Period furniture from Ashland estate sells for $84,250
LEXINGTON, Ky. — A private bidder from Kentucky purchased almost all the mid-19th-century parlor
furniture from Ashland, the Henry Clay estate, that was auctioned off over the weekend.
The seven pieces brought a total of $84,250 during the Sunday auction in New Orleans, the Lexington Herald-Leader reported.
The historical significance of the items _ made by John Henry Belter, a famous New York furniture maker _ were at the center of a dispute before being sold.
Ann Hagan-Michel, director at Ashland, said the period furniture, which includes a couch and some chairs, had no direct connection to Henry Clay or the Clay family, and proceeds from the sale would go into a fund for purchasing actual Clay items in the future.

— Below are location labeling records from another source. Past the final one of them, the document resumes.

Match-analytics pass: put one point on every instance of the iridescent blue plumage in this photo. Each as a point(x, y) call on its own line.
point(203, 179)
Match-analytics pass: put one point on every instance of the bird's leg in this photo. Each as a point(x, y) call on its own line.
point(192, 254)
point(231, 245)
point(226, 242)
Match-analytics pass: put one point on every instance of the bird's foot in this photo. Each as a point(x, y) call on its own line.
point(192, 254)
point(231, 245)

But William Scott Jr., a Lexington architectural historian, maintained that the furniture actually was purchased in the 1850s by Henry Clay’s son, James Brown Clay, and placed in the Clay mansion, which James Brown Clay was rebuilding at the time. Before the auction, Scott said that if the pieces really were owned by James B. Clay, they could be worth up to $40,000.

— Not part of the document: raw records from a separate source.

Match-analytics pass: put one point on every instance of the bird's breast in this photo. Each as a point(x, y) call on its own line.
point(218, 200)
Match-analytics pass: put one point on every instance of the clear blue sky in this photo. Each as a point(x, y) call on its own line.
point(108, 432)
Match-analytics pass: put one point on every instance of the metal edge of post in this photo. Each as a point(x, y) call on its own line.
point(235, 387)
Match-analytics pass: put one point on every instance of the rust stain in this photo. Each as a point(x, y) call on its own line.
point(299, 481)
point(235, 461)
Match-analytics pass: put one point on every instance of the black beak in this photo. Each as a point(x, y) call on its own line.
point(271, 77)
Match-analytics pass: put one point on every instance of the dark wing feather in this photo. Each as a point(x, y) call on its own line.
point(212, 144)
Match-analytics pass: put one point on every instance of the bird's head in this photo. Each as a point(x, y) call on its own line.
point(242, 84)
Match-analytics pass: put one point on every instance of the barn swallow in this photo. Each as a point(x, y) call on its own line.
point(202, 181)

An unidentified private collector from Kentucky bought all but one of the matching pieces up for sale. The six pieces purchased by the Kentucky collector included a sofa, armchair and two sets of two sidechairs.
A matching Belter meridienne _ a half sofa _ was purchased by a collector from North Carolina.

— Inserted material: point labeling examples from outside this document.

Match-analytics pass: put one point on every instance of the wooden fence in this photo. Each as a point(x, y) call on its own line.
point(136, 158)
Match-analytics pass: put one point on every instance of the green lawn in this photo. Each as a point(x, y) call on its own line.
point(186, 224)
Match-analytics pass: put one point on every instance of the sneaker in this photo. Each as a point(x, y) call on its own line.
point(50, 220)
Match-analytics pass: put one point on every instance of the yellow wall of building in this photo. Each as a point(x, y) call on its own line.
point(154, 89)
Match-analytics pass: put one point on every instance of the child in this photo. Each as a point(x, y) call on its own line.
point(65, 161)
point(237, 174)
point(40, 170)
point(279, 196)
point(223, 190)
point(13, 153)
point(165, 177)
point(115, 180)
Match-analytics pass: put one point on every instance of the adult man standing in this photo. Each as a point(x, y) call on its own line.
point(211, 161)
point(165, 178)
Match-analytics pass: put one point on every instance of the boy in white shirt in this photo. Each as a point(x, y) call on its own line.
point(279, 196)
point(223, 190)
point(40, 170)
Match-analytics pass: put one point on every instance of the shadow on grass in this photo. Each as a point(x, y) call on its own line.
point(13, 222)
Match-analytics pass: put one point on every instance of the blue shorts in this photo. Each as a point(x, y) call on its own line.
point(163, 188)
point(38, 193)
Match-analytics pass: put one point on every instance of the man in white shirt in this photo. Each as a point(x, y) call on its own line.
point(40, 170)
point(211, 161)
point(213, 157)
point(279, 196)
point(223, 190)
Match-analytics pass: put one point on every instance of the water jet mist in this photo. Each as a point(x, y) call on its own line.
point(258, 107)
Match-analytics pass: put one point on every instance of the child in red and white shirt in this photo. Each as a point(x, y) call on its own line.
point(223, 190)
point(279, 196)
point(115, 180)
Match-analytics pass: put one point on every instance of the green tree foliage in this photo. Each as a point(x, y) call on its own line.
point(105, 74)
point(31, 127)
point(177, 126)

“Even if one piece is separated from the set, it completely destroys its historical integrity … because its great value is in being together,” Scott said Sunday.
Tessa Steinkamp, an auctioneer and vice president of New Orleans Auction Galleries Inc., which sold the furniture for Ashland, said she could not identify the people who bought the furniture.
She said both collectors placed their bids by phone. The sale was held at the auction company’s St. Charles Gallery.
The sofa was sold for $28,000; the armchair brought $22,000; and the two side chair sets brought $12,500 each, she said. The Kentucky buyer also was charged a 17.5 percent premium by the auction house, she said.
The meridienne sold for $9,250, plus the premium, Steinkamp said.
She would not disclose what her firm charged Ashland for the sale of the furniture, but said that a seller is typically charged a 10 percent commission for an item that sells for more than $2,500.
Scott said last week that he might try to buy the furniture himself, but he said Sunday that he was not one of the bidders at the New Orleans auction.